The SlideCasting FAQs page offers a thorough screen cast along with tips and tricks for creating your slidecast. Here are some quick highlights:
What is Slidecasting? And how is it different from podcasting, webcasting or screencasting?
- Slidecasting is a new multimedia format from SlideShare – you can play any slidedeck synchronized with an audio file. To create a slidecast, you need to upload slides to SlideShare. Your audio file, however, can be hosted anywhere on the web- any server, file storage, or podcasting service. You link the slides & audio together using our synchronization tool. Now every time you play the Slidecast, the audio is streamed from its location and plays with the slides.
- You can think Slidecasts as a mashup of slideshare with podcasts.
- Slidecasting is also different from webcasting (or screencasting). Unlike webcasts or screencasts, slidecasts does not require complex recording or streaming technology. Instead it allows you to take existing media (slides and audio) and link them together using a free, web based interface. Additionally, webcasts are usually bandwidth hogs, difficult to create and annoyingly sluggish to view. A slidecast, on the other hand, can be setup in a jiffy, has a much faster experience. And yes, it is completely free.
The process of creating a SlideCast is pretty straightforward, especially if you have used the service before.

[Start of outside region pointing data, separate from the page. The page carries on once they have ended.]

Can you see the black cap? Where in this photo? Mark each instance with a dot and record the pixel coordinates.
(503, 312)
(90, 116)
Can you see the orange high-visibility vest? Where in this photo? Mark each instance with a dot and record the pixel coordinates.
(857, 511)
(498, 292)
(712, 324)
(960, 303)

Step 1: Upload presentation file — upload your file to SlideShare; or use an existing slideshow that was uploaded earlier.Step 2: Upload audio mp3 file — Upload your audio file (mp3 format only) to a server or to a podcasting service. The mp3 should be streamable (downloadable from server). Find the URL for your audio file.Step 3: Add audio url to slideshow — Go to Edit slideshow>edit Slidecast. Enter the audio URL (or copy/paste it) and click the "Link mp3 to slideshow" button. Now wait for a moment (1-2 minutes) till the synchronization tool loads (during this time the audio file shall get processed and made ready for synchronization).Step 4: Synchronize slides & audio — There are three ways to do the synching. (a) You can leave the audio unsynchronzied. (b) Or you can do a quick synch using the divide audio equally (suited to musical slideshows). (c) Or you can synch each slide to a particular point in the audio file.
Once the synchronization tool has loaded, you are ready to go. Follow these steps:
- The tool has three parts – Slide Selector, Synchronization Workspace & Audio Selector
- Click on first slide. Adjust the blue end marker for first slide in the synchronization workspace as you want. Slide 1 is now marked
- Now click on slide 2 in the slide selector. Adjust the blue end marker for slide 2 in the workspace. Slide 2 is now marked
- Repeat for all the slides
- You can use the Draggable Window in the audio selector to navigate the audio waveform
- Optional: use the Divide Audio Equally link to divide your audio file equally amongst all the slidesStep 5: Save & Publish — Save your work frequently; this only saves your work, it doesn’t show the Slidecast on the site. The Slidecast appears publicly only when you click Save & Publish.
Here is an example of a SlideCast created by Jonathan Boutelle.
I can imagine dozens of uses for SlideCast. In fact, when you visit SlideShare, there is a new front page feature called SlideCast of the Day. With all the blogosphere chatter about the relevance of face-to-face conferences – or the "unconference" – I would imagine that I will be seeing quite a bit of SlideCasting accompanying traditional gatherings.
I would really love to see how other educators make use of SlideCasting.